E-Mobilität erobert Berlin: Elektrisches Vergnügen im Test
Die Stadt füllt sich mit E-Rollern, Pedelecs und Lastenrädern. Was bieten die im Alltag? Unser Praxistest.
Berlin ist das Versuchslabor für die Mobilität von morgen. Elektrische Mikromobilität ist dabei einer der heißesten Trends im urbanen Raum. Etliche Sharing-Dienste und Hersteller sind angetreten mit dem Ziel, das Auto aus der Stadt zu verbannen. Das Angebot ist riesig vom Pedelec bis zum Lastenrad – und natürlich den neuen E-Tretrollern, die seit der vergangenen Woche das Stadtbild prägen. Doch wie alltagstauglich sind die Gefährte eigentlich? Ein Selbstversuch.
E-Scooter/E-Tretroller
Seit dem vergangenen Wochenende sieht man sie überall: E-Scooter. Der Begriff führt noch zu ein wenig Verwirrung: So heißen sie ebenfalls E-Tretroller oder E-Roller mit vielversprechenden Firmennamen, wie Tier, Lime und Circ. Die Nutzung hingegen ist ziemlich einfach: entsperren, draufsteigen, rechts ist „Gas“, zwei Bremsen, einmal anschieben und dann geht’s los – mit bis zu 20 km/h. Erster Eindruck: ziemlich wackelig, ziemlich schnell. Wahnsinn, dass man dafür keinen Helm aufsetzen muss.

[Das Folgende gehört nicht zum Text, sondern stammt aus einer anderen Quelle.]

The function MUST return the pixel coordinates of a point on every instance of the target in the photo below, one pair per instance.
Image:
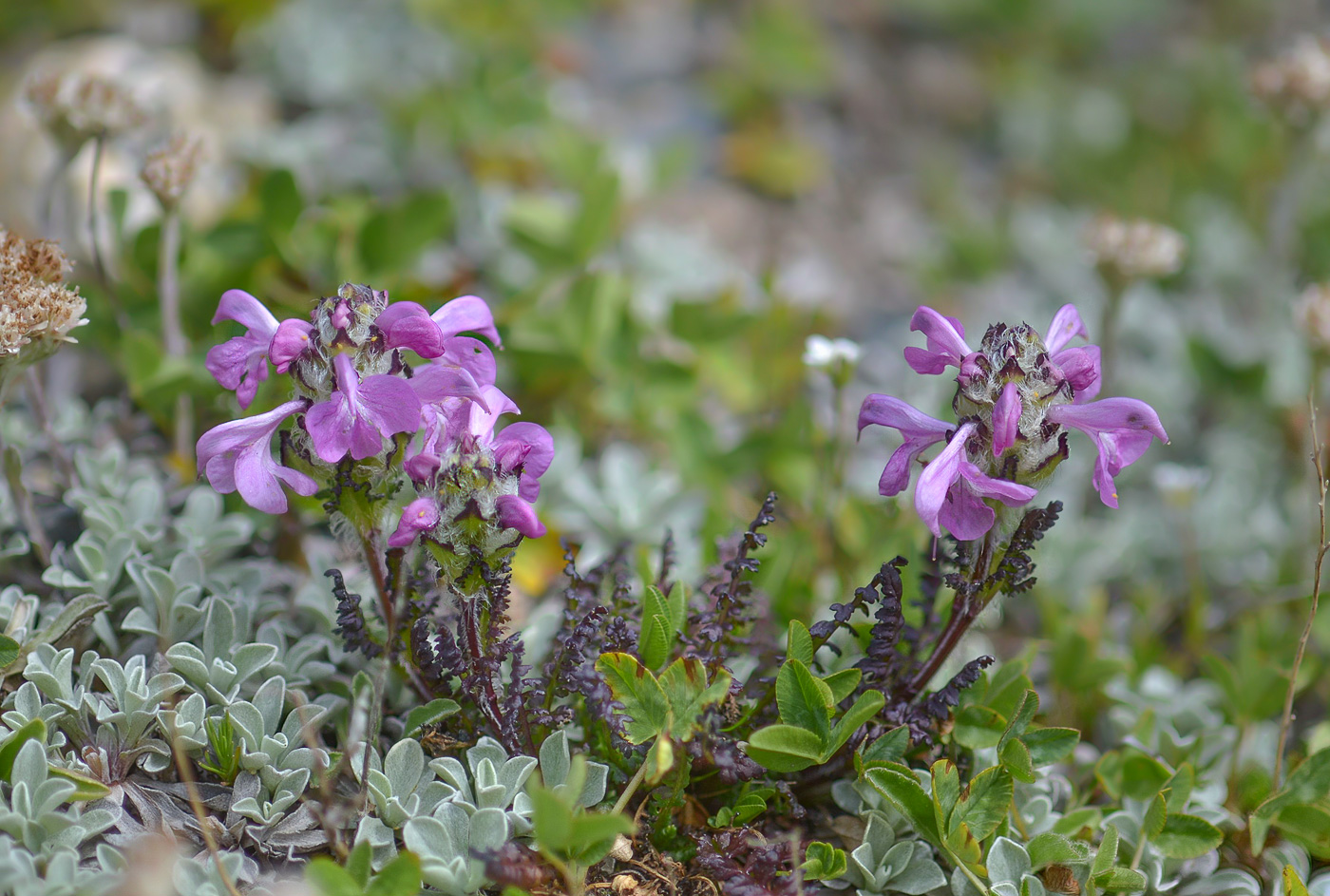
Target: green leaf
(798, 643)
(1154, 816)
(908, 796)
(1293, 885)
(1050, 745)
(978, 728)
(986, 802)
(804, 699)
(399, 878)
(636, 688)
(30, 730)
(1051, 848)
(330, 879)
(824, 862)
(428, 715)
(864, 709)
(842, 683)
(1120, 880)
(10, 650)
(1187, 836)
(1015, 758)
(784, 747)
(688, 693)
(86, 789)
(1020, 719)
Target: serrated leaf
(804, 699)
(1187, 836)
(688, 693)
(784, 747)
(1026, 710)
(637, 689)
(842, 683)
(908, 796)
(1120, 880)
(1050, 745)
(978, 728)
(798, 643)
(984, 802)
(1015, 758)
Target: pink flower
(406, 325)
(1121, 429)
(241, 363)
(236, 457)
(290, 340)
(1081, 365)
(918, 429)
(1006, 419)
(361, 413)
(946, 342)
(467, 314)
(419, 516)
(951, 492)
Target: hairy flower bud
(36, 309)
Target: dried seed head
(36, 309)
(1132, 250)
(170, 167)
(1299, 80)
(76, 108)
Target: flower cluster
(1015, 398)
(363, 413)
(37, 310)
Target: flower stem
(1286, 719)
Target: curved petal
(408, 325)
(1066, 326)
(416, 517)
(243, 309)
(390, 405)
(515, 513)
(1108, 415)
(329, 425)
(944, 338)
(938, 476)
(1006, 418)
(467, 314)
(1081, 369)
(290, 340)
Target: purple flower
(236, 457)
(1121, 429)
(1006, 419)
(419, 516)
(467, 314)
(406, 325)
(241, 363)
(1081, 365)
(528, 449)
(946, 342)
(918, 429)
(290, 340)
(361, 413)
(516, 513)
(951, 492)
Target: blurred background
(664, 200)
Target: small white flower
(826, 353)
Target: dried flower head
(1297, 82)
(36, 309)
(1130, 250)
(169, 169)
(76, 108)
(1312, 314)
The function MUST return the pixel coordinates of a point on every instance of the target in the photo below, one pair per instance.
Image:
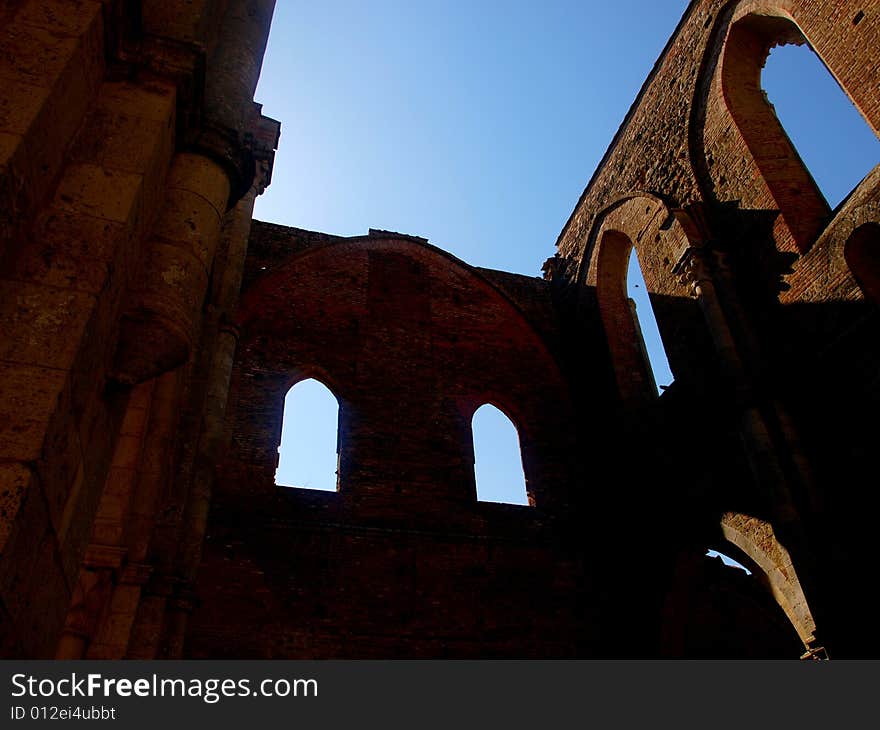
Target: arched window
(814, 110)
(646, 322)
(862, 255)
(307, 455)
(727, 560)
(498, 466)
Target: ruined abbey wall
(149, 332)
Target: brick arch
(416, 340)
(643, 224)
(737, 140)
(757, 541)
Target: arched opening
(629, 321)
(832, 138)
(498, 468)
(862, 255)
(308, 453)
(646, 323)
(793, 192)
(835, 140)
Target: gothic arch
(743, 150)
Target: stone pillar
(160, 323)
(701, 267)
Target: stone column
(160, 323)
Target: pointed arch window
(498, 466)
(308, 453)
(862, 255)
(836, 145)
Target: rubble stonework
(150, 329)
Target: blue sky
(478, 124)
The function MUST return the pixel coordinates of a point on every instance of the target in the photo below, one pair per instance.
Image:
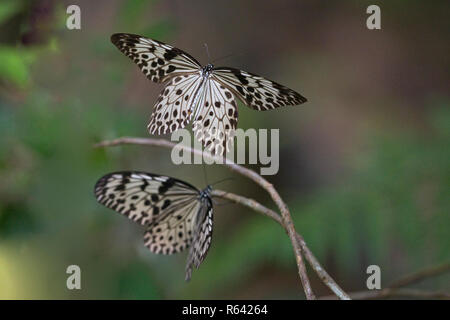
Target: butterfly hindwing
(157, 60)
(175, 105)
(255, 91)
(202, 238)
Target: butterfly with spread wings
(176, 215)
(204, 93)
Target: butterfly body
(204, 93)
(176, 215)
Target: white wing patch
(157, 60)
(255, 91)
(216, 118)
(174, 108)
(175, 213)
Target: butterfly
(176, 215)
(203, 93)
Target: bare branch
(391, 293)
(256, 206)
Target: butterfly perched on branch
(176, 215)
(205, 94)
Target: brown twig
(396, 288)
(399, 292)
(286, 219)
(314, 263)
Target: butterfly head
(207, 69)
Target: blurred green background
(364, 165)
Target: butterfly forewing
(157, 60)
(255, 91)
(172, 211)
(207, 90)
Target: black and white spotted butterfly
(205, 93)
(176, 215)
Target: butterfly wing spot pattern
(175, 214)
(207, 92)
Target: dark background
(364, 164)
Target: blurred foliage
(390, 209)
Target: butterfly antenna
(223, 58)
(207, 52)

Gleich auf dem Parkplatz passiert fast der erste Unfall: Eine ausparkende Kollegin übersieht den E-Scooter, für Autofahrer sind die neuen Gefährte ungewohnt. Glück gehabt, nichts passiert. Zweites Problem: Der Lenker ist zu kurz, anders als beim Fahrrad kann man den Scooter nicht gut austarieren, Handzeichen zum Abbiegen sind folglich unmöglich, sonst kippt man einfach um, auch der Schulterblick ist eine Herausforderung.
Man gewöhnt sich daran. Es dauert etwa zwei Stunden, bis wir das Ding im Griff haben, dann aber lassen sich Bordsteine und Kopfsteinpflaster gut meistern. Der sichere Umgang, bei dem man sich schnell an die Jugend in den 00er Jahren zurückerinnert.
Auf der wilden Fahrt von Kreuzberg nach Mitte passiert beinahe noch ein Unfall: Ein Auto setzt sich vor uns, bremst unvermittelt – offenbar hat der Fahrer uns wieder übersehen. Andere Verkehrsteilnehmer beäugen uns skeptisch oder ignorieren uns berlinerisch augenrollend. Man muss sich noch annähern.
Tipp: Unbedingt den eigenen Fahrradhelm mitbringen. Im Ausleihgebiet innerhalb des S-Bahn-Ringes sind die Wege zum nächsten Elektrogefährt nicht weit.
Spaßfaktor: 5 von 5
Schwierigkeitsgrad: 2 von 5
Alltagstauglichkeit: 3 von 5
Geschwindigkeit: 20 km/h
Reichweite: bis zu 50 km
Kosten: 1 € Grundgebühr zuzüglich 15 Cent pro Minute (Circ, Lime, Tier)
E-Roller
Auch der wird häufig mal E-Scooter genannt (um die begriffliche Verwirrung der Mobilitätsangebote weiter zu treiben), zum Verständnis: Es handelt sich eher um ein E-Moped. Stellvertretend für die Vielzahl an Modellen auf dem Markt, haben wir den E-Roller Unu Classic Premium vom Berliner Startup Unu getestet.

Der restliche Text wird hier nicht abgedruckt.